Sur les demandes reconventionnelles de la société PRINCESSE TAM TAM



Sur la demande pour procédure abusive



La société PRINCESSE TAM TAM soutient que la procédure intentée par la société DIM est abusive, a été diligentée en toute mauvaise foi afin de compromettre l'exploitation de sa ligne 'Secret', dès lors que la société DIM savait que les modèles de sa gamme 'Secret' étaient antérieurs aux siens et qu'elle a entretenu une ambiguïté en invoquant tantôt l'entièreté de sa gamme 'Body Touch' depuis 2001 tantôt la gamme 'Body Touch 2018'.



La société DIM conteste tout abus dans l'exercice de son droit d'agir en justice



L'accès au juge étant un droit fondamental et un principe général garantissant le respect du droit, ce n'est que dans des circonstances caractérisant notamment la malice, la mauvaise foi ou l'absence manifeste de tout fondement à l'action intentée, que le fait d'agir en justice est susceptible de constituer un abus.



La société PRINCESSE TAM TAM ne démontre pas, en l'espèce, la faute commise par la société DIM qui aurait fait dégénérer en abus son droit d'agir en justice, l'intéressée ayant pu légitimement se méprendre sur l'étendue de ses droits.



Le jugement sera donc confirmé en ce qu'il a débouté la société PRINCESSE TAM TAM de sa demande pour procédure abusive.















Sur la demande indemnitaire formée à titre subsidiaire par la société PRINCESSE TAM TAM



La société PRINCESSE TAM TAM soutient que si la cour devait retenir que les sous-vêtements en litige se ressemblent, elle devrait constater que les sous-vêtements invoquées 'Body Touch' 06WF et 3255 sont bien postérieurs à ses propres produits HSECR105 et HSECR119 qui ont été montrés au public dès la parution de son catalogue en février 2018 et mis en vente dès avril 2018, et que la société DIM l'a donc copiée.



La société DIM répond que son modèle Triangle 06WF était déjà promu et remis à ses distributeurs à l'automne 2017, dans la continuité d'une gamme sur le marché depuis très longtemps.



La demande de la société PRINCESSE TAM TAM ne peut prospérer dès lors que les deux sous-vêtements invoqués par la société DIM ont fait l'objet de présentations à ses distributeurs en octobre 2017 et qu'ils s'inscrivent dans la pleine continuité d'une gamme 'Body Touch' lancée en 2001 et renouvelée sans interruption.



La demande indemnitaire de la société de la société PRINCESSE TAM TAM sera donc rejetée.
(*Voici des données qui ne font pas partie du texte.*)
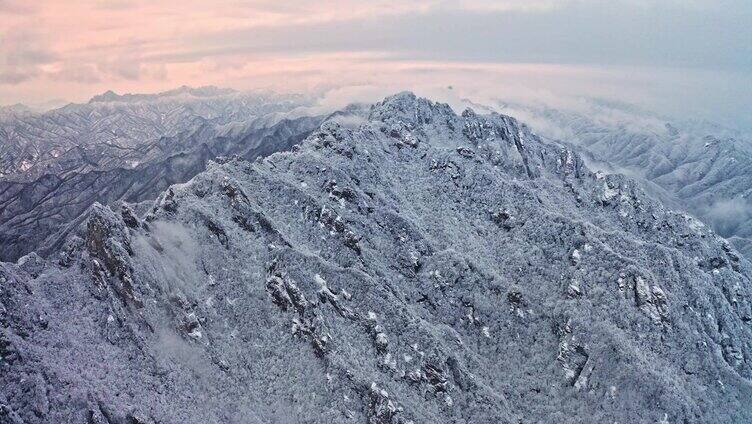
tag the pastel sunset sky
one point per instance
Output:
(674, 55)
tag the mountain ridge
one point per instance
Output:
(422, 267)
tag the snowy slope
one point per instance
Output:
(423, 267)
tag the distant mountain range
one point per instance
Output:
(402, 263)
(125, 147)
(698, 166)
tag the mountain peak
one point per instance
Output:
(184, 90)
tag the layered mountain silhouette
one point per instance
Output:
(422, 266)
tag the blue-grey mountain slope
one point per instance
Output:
(423, 267)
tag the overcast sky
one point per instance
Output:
(677, 56)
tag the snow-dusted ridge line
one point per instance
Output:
(422, 266)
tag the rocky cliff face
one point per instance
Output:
(38, 215)
(424, 267)
(702, 167)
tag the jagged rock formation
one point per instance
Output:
(424, 267)
(130, 148)
(704, 168)
(38, 215)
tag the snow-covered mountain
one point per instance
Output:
(699, 166)
(127, 148)
(422, 267)
(122, 131)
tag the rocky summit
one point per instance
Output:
(419, 267)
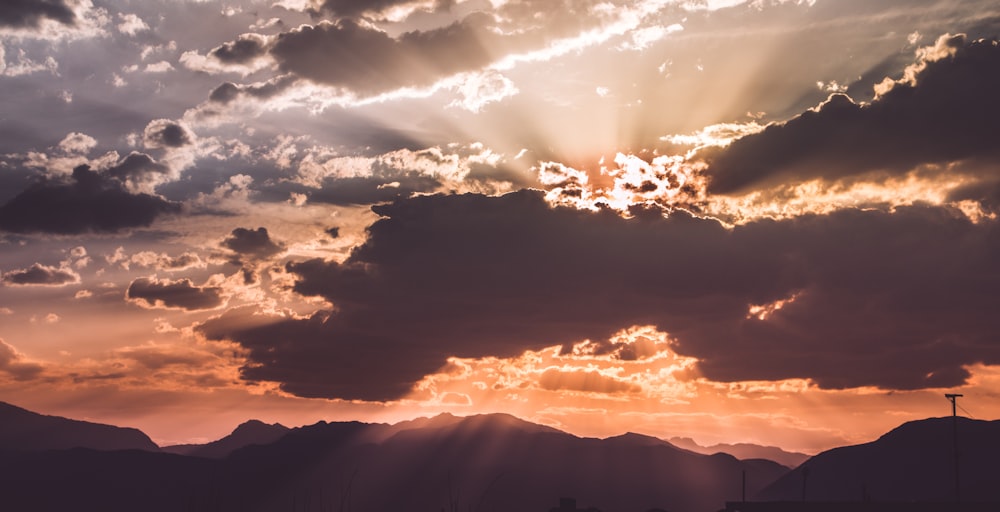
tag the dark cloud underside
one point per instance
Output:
(89, 202)
(882, 299)
(254, 243)
(950, 114)
(39, 274)
(29, 13)
(180, 294)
Sur les dépens et les frais irrépétibles



La société DIM, partie perdante, sera condamnée aux dépens d'appel et gardera à sa charge les frais non compris dans les dépens qu'elle a exposés à l'occasion de la présente instance, les dispositions prises sur les dépens et frais irrépétibles de première instance étant confirmées.
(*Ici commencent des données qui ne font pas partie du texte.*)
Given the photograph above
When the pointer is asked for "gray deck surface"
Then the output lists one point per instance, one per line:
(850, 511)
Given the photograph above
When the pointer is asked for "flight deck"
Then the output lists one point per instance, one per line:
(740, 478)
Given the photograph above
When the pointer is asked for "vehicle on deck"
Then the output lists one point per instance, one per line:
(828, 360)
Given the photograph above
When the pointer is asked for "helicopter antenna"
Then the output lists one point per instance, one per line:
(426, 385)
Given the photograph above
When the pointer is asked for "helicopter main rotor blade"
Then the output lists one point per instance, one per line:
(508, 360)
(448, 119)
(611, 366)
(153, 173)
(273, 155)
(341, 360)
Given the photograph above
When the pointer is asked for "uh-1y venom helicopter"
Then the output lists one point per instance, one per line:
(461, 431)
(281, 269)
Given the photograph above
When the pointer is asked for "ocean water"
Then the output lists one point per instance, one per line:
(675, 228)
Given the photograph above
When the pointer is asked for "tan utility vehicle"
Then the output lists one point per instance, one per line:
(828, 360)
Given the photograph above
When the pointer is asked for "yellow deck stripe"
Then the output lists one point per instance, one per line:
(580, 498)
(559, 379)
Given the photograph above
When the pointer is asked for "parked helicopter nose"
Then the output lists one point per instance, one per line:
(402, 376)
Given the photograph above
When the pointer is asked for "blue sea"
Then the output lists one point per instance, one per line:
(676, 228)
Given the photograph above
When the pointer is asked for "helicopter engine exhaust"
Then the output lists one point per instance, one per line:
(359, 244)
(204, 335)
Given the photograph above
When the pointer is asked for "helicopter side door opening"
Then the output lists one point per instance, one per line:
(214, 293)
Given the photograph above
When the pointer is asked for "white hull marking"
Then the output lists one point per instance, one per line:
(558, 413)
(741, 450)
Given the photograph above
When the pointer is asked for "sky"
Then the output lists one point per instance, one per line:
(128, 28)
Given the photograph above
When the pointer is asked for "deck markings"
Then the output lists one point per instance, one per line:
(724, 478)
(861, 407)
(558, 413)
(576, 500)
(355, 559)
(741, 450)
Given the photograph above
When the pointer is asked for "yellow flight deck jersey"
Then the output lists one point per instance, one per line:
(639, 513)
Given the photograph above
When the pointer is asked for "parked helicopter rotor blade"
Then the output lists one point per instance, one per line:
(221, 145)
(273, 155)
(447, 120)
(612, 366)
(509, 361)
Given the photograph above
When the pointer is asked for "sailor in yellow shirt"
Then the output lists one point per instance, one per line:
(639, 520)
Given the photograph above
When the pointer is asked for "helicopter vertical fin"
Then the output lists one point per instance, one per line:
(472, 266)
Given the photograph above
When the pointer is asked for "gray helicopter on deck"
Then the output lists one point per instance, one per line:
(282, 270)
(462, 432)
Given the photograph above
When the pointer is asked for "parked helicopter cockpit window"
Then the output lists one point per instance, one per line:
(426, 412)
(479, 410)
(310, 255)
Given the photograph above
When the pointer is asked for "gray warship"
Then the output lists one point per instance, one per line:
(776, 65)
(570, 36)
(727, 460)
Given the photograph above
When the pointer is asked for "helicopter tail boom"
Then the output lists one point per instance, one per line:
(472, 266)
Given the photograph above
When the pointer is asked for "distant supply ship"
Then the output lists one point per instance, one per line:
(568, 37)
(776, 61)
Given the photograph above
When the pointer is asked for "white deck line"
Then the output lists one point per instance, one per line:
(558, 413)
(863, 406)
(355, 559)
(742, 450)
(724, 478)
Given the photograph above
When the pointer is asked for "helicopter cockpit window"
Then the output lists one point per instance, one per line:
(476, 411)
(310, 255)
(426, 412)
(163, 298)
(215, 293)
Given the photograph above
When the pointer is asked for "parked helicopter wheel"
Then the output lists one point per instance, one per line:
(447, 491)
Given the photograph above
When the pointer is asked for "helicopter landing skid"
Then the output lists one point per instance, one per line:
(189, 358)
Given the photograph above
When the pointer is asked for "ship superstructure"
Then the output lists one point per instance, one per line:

La somme qui doit être mise à la charge de la société DIM au titre des frais non compris dans les dépens exposés par la société PRINCESSE TAM TAM peut être équitablement fixée à 10 000 €, cette somme complétant celle allouée en première instance.





PAR CES MOTIFS,



LA COUR,



Confirme le jugement en toutes ses dispositions,



Y ajoutant,



Rejette la fin de non-recevoir de la société PRINCESSE TAM TAM tirée de l'antériorité de la commercialisation de ses sous-vêtements référencés HSECR 105 et HSECR 119,



Rejette la demande indemnitaire de la société de la société PRINCESSE TAM TAM,



Condamne la société DIM aux dépens d'appel ainsi qu'au paiement à la société PRINCESSE TAM TAM de la somme de 10 000 € en application de l'article 700 du code de procédure civile.